Why It’s Time to Bring Your Invisible Disability Out into the Open

lower half of face of dreadlocked manAs someone who is almost completely deaf in one ear, I understand what it is like to have a disability that no one knows about unless I tell them. Mental health issues such as anxiety, depression, and grief often fall into that same category of invisibility. It’s a two-edged sword: I like no one knowing of my deafness unless I tell them, yet they can’t make any allowances for my hearing loss unless I share my disability.

When someone has a visible disability, like needing a walker or being blind, everyone knows they are dealing with certain challenges. While we are all familiar with the litany of unkind and insensitive comments they may have had to endure, at least there is the option of being considerate and thoughtful. With unseen disabilities, there is no way others can offer extra help, or sensitivity, unless you mention the problem. This is true not only for physical disabilities, but for psychological ones as well.

I remember being on an especially scary flight once where the plane was running out of fuel. The woman next to me shared how frightened she was, which enabled me to go into therapist mode and soothe her nerves. If she had stoically resisted telling me out of shame or wanting to keep up appearances, she would have had a much rougher trip.

For those with invisible disabilities who typically keep things close to the vest and have been anxious, depressed, or grief stricken, this can feel like a very lonely place. In addition, it puts the onus of deliberately sharing your situation and asking for help on you. In a society that prizes people who look and act as if everything is OK, it is extremely challenging to deal with a visible disability. For those with invisible disabilities, the societal pressure to look just fine often results in not sharing any information to the contrary.

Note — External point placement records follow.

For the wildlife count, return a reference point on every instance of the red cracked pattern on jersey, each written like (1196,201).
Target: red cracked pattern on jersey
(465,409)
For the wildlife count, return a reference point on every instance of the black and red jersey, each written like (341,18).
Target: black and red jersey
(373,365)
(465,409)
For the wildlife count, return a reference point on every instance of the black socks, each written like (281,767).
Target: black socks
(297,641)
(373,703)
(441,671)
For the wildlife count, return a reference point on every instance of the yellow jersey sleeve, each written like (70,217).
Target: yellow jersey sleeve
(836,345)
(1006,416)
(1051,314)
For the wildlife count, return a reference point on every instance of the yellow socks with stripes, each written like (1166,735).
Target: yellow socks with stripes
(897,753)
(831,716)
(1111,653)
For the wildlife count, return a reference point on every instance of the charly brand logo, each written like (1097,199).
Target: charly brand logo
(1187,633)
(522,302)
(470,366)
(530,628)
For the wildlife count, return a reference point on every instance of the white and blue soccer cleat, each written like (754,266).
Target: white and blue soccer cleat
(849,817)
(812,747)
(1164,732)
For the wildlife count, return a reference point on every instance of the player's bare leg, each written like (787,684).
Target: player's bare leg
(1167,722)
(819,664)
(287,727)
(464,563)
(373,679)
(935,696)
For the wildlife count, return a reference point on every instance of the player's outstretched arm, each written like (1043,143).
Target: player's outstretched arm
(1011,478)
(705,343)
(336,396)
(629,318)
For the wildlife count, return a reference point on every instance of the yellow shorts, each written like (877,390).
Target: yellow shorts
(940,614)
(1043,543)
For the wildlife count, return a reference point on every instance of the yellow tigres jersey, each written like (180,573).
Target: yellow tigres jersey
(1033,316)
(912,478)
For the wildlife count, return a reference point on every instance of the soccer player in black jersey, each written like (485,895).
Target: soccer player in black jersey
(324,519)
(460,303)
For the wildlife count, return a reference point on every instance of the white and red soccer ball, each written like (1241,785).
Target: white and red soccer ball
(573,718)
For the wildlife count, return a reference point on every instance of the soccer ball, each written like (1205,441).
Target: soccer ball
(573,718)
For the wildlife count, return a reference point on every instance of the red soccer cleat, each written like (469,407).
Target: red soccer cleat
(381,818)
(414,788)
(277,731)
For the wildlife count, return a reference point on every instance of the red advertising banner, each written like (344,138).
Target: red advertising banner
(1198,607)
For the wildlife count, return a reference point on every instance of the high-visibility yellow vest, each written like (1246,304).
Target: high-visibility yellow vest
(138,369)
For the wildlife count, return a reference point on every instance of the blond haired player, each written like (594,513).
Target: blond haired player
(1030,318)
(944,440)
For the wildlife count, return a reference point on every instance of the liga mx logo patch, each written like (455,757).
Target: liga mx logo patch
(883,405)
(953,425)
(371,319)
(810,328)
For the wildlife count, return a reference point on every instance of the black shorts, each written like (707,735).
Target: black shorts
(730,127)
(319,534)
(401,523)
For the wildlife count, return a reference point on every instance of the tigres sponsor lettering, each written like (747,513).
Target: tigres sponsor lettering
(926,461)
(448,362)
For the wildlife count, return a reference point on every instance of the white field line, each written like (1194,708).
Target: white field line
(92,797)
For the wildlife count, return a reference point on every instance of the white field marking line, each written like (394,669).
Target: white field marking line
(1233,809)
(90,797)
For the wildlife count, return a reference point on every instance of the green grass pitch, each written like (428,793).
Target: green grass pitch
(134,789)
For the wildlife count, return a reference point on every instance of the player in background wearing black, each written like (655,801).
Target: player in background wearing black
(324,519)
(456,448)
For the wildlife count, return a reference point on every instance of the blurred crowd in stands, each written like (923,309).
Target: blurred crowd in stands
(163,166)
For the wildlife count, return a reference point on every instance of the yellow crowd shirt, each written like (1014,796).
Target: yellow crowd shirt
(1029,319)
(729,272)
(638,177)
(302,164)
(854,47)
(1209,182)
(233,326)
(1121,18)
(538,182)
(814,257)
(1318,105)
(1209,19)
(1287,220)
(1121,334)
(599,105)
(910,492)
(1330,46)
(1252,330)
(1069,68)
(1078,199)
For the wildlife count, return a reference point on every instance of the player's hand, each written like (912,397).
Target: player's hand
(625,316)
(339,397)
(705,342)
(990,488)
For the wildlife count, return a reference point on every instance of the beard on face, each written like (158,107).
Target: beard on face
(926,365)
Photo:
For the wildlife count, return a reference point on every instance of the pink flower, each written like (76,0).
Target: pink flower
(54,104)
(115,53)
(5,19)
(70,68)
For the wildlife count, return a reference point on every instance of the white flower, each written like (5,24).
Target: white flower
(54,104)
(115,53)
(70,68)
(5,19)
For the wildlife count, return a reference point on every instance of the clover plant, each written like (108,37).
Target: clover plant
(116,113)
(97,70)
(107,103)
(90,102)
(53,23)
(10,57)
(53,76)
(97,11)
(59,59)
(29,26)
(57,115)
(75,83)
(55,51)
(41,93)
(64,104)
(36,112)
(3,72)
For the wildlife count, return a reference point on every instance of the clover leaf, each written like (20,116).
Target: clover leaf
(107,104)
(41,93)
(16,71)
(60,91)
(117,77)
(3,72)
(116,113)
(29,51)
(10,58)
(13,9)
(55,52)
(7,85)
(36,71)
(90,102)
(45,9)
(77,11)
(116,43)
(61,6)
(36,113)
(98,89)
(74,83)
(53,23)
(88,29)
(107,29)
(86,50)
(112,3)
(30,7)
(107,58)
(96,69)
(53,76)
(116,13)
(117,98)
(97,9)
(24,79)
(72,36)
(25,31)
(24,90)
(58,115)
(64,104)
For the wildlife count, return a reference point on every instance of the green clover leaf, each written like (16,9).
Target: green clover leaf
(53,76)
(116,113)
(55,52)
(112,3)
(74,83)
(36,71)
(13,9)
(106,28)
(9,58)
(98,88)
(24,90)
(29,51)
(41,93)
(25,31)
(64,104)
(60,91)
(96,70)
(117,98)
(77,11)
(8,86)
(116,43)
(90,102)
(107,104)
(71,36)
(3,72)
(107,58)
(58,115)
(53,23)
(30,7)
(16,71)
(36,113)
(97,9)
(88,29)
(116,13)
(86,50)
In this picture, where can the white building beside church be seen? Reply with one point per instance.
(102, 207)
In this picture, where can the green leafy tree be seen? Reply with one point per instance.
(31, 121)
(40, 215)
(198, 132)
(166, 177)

As a holistic psychotherapist and yogi, I am all about being one’s true self and sharing that authenticity with the world. If you are anxious, tell someone. Still disturbed by a death that happened years ago? Let your friends or family know. Feeling blue after a breakup or divorce? Join a group where you can support each other. Make a point of looking for conversations in which you can open up about your experiences.

As long as keeping up appearances is paramount, you have a greater chance of feeling isolated and alone. Yes, it is tempting in the short run to do what you can to fit in; however, in the long term it can create a feeling of disconnection. People see you one way, while your internal life feels diametrically opposite. That dissonance can create a boatload of stress. Aside from freeing you to be your true self, sharing the truth of who you are sets an amazing example to others and gives them what I like to call a “cosmic permission slip” to be their authentic self.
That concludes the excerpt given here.